Emira bent down next to her.

“Hey, you. Pickle-head,” she said. “Hey, I love you.”

Briar laughed from her nose – it almost seemed as if she were trying to blow something out of it – and she put her cheek on Emira’s shoulder. Just then, the lights went off in their end of the aquarium to signal that closing time was near. Briar screamed out, “Mira, I can’t find me!” Emira held her closer and said, “I still see you.””

10 Eleanor Oliphant is Completely Fine by Gail Honeyman (Harper Collins, $25)

For uplifting, see also Charlotte Wood’s The Weekend, featuring this perfectly-written scene of an awkward encounter outside a restaurant: “A sort of flapping took place – Wendy thought of geese landing in water – as the two parties met. Wendy and Jude’s bodies kept travelling, hoping to carry Adele along in their current, let her call goodbye over her shoulder, retain her dignity.
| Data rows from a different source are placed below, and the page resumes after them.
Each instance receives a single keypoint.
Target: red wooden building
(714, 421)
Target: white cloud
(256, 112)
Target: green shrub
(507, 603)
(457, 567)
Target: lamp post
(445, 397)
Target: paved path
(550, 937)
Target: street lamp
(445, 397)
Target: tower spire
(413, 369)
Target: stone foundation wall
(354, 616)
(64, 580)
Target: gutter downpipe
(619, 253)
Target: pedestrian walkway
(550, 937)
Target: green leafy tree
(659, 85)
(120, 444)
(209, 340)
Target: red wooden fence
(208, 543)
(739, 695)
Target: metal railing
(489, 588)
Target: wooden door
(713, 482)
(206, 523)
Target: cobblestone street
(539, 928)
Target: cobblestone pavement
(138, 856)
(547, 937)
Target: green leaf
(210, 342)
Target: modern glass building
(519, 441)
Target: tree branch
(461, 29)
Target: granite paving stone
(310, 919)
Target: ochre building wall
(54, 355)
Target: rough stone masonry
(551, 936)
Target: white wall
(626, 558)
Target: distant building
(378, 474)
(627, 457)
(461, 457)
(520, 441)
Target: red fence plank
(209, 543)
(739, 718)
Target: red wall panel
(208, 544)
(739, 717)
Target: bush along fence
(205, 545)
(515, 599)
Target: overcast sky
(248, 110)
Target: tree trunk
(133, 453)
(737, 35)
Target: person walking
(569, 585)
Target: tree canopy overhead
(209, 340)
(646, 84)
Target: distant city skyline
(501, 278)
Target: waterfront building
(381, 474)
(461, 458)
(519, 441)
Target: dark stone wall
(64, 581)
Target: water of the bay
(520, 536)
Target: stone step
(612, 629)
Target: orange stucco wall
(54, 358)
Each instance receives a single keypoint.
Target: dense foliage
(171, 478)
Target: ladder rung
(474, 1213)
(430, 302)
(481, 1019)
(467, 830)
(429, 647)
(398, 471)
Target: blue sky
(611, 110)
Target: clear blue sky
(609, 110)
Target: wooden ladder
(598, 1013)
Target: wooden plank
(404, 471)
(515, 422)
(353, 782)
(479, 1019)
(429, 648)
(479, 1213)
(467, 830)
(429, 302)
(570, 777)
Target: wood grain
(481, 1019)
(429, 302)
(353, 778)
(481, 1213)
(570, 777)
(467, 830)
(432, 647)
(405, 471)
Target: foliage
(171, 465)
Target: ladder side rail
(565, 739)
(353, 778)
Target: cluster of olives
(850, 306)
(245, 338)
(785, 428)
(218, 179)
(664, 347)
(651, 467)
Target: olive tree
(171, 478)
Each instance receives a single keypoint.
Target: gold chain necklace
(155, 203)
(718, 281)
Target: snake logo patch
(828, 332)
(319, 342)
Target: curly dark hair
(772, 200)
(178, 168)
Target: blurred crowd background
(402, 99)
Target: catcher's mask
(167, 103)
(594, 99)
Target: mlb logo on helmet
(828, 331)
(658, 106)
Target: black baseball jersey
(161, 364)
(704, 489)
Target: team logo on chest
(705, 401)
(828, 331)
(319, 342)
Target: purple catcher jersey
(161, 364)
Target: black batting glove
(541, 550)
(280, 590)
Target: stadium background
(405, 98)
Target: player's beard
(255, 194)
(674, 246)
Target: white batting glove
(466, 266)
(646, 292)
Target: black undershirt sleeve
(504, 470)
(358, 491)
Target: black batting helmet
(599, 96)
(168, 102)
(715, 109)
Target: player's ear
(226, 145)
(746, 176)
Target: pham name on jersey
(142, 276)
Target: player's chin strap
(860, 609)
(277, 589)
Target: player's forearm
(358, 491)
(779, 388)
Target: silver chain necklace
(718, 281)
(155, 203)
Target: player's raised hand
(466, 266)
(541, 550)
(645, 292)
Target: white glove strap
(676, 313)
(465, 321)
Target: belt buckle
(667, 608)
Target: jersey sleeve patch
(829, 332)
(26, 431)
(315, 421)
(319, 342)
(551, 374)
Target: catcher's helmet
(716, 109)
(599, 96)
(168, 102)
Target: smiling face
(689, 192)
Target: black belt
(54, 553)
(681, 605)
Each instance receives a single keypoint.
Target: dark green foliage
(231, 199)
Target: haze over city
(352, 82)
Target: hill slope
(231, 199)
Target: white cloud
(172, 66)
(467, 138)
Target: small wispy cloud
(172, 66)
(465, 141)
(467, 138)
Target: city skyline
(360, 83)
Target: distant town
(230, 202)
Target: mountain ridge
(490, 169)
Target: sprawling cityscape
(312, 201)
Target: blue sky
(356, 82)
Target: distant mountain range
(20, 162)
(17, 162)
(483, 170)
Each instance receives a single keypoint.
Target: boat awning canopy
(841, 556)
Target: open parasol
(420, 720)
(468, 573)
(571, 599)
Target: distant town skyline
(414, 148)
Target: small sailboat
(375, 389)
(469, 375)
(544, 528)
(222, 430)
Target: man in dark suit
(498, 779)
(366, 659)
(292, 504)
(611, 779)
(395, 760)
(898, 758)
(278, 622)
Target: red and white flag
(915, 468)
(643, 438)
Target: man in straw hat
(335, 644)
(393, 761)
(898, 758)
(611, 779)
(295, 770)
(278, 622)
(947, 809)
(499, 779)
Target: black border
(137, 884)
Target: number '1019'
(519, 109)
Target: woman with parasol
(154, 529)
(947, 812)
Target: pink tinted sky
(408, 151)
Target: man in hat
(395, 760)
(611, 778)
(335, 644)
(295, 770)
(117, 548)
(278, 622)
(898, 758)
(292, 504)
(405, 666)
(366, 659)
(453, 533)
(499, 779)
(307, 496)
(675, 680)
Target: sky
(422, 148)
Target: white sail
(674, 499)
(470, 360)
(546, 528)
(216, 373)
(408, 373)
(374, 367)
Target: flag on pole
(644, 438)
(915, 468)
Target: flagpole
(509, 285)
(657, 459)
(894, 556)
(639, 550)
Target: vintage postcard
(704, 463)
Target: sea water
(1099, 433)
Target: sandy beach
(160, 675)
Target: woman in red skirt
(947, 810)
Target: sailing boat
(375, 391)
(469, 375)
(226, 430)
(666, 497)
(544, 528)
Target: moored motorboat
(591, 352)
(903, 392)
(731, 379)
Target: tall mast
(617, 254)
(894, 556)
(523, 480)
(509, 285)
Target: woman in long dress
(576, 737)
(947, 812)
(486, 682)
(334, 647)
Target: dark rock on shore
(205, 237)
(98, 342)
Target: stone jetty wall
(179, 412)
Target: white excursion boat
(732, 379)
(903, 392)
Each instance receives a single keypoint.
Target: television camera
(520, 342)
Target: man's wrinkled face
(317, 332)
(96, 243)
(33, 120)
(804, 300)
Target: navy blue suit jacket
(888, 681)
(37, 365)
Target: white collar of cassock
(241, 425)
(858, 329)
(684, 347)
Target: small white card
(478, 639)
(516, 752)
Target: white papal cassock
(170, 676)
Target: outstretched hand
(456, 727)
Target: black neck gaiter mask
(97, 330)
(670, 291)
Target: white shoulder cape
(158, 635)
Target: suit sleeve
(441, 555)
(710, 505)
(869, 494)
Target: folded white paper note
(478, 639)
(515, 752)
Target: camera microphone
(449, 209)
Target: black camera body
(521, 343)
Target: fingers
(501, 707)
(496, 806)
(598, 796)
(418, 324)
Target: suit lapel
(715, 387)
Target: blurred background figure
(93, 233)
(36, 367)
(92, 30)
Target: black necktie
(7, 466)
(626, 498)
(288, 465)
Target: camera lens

But no.”

WELLINGTON

1  The Absolute Book by Elizabeth Knox (Victoria University Press, $35)

2  Te Tiriti o Waitangi / The Treaty of Waitangi by Toby Morris, Ross Calman and Mark Derby (Lift Education, $20)

Special release: the whole glorious thing is available free, right here.

3  Head Girl by Freya Daly Sadgrove (Victoria University Press, $25)

Freya’s favourite poem in this collection is TURDUCKEN, once again available free, right here.

4  Girl, Woman, Other by Bernadine Evaristo (Penguin Books, $40)

Winner of the 2019 Booker Prize.

5  All Who Live on Islands by Rose Lu (Victoria University Press, $30)

6  2000ft Above Worry Level by Eamonn Marra (Victoria University Press, $30)

An essay from Eamonn is incoming, also a review (not by Eamonn).

7  Three Women by Lisa Taddeo (Bloomsbury, $35)

“Sometimes there’s nothing better on earth than someone asking you a question.”

8  We Are Here: An Atlas of Aotearoa by Chris McDowall & Tim Denee (Massey University Press, $70)

Nominated in the illustrated non-fiction category of the Ockham New Zealand Book Awards. Should at least make the shortlist.

9  Grown Ups by Marian Keyes (Michael Joseph, $37)

Magical, insightful, funny as hell, maybe her best.

10 The Boy, the Mole, the Fox & the Horse by Charles Mackesy (Ebury Press, $40)

“Nothing beats kindness,” said the horse. “It sits quietly beyond all things.”